Reports on the economies of China and Australia yesterday give us an opportunity to make a couple of points about the current health of both.
For Australia, there’s no real change with weak readings in the latest the monthly survey of business conditions and confidence from the National Australia Bank.
Taken before the rate rise a week ago, it was’t good news as the gloom that has gripped business for the past four months continued into this month. More on that later.
For China, our biggest export market, the news was again gloomy after Sunday’s trade report for January showed imports down 19.9%, exports down, 3.3% and a record trade surplus of $US60 billion.
Now the latest figures on inflation show a very worrying slowing in the rate of growth in prices with consumer inflation sliding to a five year low.

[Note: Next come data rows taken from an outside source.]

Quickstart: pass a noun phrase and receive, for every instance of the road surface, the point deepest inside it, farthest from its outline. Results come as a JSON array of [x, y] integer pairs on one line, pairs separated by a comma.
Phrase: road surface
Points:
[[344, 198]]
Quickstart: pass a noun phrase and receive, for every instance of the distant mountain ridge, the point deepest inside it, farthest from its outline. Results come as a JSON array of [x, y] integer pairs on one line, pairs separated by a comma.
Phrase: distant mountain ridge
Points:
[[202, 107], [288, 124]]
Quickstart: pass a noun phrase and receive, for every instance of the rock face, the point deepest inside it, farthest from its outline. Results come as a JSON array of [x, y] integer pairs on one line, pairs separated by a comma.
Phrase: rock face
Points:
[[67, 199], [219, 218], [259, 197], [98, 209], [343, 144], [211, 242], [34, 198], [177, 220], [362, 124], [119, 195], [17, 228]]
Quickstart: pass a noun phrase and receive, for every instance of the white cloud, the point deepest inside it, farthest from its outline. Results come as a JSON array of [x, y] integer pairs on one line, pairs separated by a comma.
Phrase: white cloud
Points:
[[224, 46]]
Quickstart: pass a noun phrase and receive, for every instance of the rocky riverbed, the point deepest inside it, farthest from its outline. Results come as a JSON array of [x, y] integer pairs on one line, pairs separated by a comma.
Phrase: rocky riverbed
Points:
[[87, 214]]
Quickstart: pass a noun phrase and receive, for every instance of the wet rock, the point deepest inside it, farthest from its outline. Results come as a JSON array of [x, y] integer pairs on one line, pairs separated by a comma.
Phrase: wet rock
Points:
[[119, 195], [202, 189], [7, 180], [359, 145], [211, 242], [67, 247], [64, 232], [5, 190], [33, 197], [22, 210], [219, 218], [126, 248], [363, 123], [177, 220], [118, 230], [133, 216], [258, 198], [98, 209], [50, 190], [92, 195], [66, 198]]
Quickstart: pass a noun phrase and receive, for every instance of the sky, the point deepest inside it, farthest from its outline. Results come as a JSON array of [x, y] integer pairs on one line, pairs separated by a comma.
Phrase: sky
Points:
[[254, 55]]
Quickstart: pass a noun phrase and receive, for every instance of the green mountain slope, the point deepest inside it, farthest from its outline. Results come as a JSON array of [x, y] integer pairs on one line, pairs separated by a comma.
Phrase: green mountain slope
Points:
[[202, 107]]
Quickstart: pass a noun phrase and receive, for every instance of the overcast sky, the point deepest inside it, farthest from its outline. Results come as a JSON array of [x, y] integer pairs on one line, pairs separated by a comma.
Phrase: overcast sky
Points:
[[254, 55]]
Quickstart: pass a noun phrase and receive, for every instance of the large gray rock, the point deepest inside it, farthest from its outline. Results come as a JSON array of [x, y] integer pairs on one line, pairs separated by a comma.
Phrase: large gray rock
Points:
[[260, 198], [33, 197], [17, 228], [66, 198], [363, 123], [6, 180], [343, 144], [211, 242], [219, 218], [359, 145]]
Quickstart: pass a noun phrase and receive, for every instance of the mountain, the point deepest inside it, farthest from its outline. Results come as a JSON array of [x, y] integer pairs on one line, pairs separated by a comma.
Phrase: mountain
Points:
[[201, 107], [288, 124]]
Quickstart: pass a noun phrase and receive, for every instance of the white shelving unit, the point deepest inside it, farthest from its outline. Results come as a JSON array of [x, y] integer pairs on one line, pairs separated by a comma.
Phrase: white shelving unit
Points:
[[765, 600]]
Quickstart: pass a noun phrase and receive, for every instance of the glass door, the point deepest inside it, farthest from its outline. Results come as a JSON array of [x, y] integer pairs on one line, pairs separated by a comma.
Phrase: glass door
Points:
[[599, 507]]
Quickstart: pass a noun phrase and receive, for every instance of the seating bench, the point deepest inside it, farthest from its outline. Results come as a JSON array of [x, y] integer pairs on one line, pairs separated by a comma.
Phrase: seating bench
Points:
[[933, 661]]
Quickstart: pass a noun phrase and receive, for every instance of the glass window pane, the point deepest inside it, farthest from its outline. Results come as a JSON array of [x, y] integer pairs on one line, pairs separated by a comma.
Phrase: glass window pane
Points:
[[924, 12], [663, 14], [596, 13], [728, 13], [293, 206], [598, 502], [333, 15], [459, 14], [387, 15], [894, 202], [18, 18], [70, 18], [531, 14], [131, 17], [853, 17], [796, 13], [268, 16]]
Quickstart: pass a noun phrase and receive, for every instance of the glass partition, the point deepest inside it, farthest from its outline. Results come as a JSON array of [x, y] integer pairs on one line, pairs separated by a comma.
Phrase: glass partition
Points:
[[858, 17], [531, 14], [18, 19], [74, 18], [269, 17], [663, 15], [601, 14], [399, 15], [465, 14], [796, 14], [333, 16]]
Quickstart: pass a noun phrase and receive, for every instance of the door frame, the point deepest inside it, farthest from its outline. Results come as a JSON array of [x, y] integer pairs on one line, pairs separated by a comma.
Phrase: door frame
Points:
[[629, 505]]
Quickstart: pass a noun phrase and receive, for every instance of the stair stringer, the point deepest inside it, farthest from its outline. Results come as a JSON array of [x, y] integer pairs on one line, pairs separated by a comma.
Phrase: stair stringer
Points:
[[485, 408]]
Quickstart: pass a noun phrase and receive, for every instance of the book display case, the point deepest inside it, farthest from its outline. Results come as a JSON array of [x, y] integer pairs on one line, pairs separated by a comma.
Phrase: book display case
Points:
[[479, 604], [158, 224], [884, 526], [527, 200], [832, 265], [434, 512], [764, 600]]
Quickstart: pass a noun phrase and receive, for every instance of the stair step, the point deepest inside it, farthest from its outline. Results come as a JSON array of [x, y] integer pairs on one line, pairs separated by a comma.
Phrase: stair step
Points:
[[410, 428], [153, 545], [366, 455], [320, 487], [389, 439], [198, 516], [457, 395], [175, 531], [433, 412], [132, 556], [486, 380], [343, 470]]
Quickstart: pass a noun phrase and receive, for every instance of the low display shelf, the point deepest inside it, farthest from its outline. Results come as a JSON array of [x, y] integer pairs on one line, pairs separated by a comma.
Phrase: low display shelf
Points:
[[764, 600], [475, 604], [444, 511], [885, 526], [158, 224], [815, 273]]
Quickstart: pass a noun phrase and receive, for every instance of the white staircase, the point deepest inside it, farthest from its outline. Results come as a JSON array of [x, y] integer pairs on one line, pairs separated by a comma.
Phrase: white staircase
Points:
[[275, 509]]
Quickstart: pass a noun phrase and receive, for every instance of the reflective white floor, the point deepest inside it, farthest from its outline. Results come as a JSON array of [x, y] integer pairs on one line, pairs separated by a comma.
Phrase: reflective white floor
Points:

Chinese consumer inflation has slowed sharply, last month while the deflation gripping the country’s manufacturing and other producing sectors deepened noticeably last month.
The CPI rose just 0.8% year-on-year in January, against forecasts of a 1% rise and the 1.5% rise in December.
The rate is less than a quarter of the annual official target of 3.5% and underlines the impact of the slide in oil and petrol prices, but also the way the continuing fall in producer prices is starting to seep into the wider economy as manufacturers and retailers slash the prices of their products to keep them moving.
China inflation hits five-year low
Producer prices meantime dropped for a 35th consecutive month in January, thanks falling energy and commodity prices (iron ore, copper, grains) again crushed price pressures.
But like the CPI, producer prices fell by more than expected – down a whopping 4.3%, year on year last month, against the 3.3% drop in December.
The report means China is closer to retail price deflation – and possibly another interest rate cut to add to the cut on November 21 and last week’s cuts in the reserve requirements for banks, which will make more than $US100 billion available for lending – if there is demand for the funds.
Chinese producer prices also tumble
In Australia business confidence sagged and while conditions grew by a fraction, the rise as revealed in the NAB survey, was meaningless.
The monthly business conditions index, which looks at current conditions rather than the outlook, fell to a reading of 2.
This kept it at its three month low of 2, as December’s previous reading of 4 was also revised down to 2. The NAB business confidence index meanwhile grew by one point to 3 in January, which is well below trend.
"The trend in business conditions has lost momentum," NAB chief economist Alan Oster said in a statement with yesterday’s report.
"Conditions have fallen for three consecutive months, with the index dropping another half a point in January (unchanged when rounded) to 2 index points – below the long-run monthly survey average of 4 points."
NAB said business confidence remained close to its lowest level since just before the 2013 federal election, when it was obvious the Coalition would win government.
"Business confidence edged up in the month despite very few signs of improvement in the economy," said Mr Oster.
"Nevertheless, the trend in confidence is clearly down and sits at relatively soft levels."
NAB found that although conditions slipped modestly, there were noticeable falls in capacity utilisation, which points to continued softness in the labour market.
The report matches the tone of Reserve Bank commentary on the economy last week.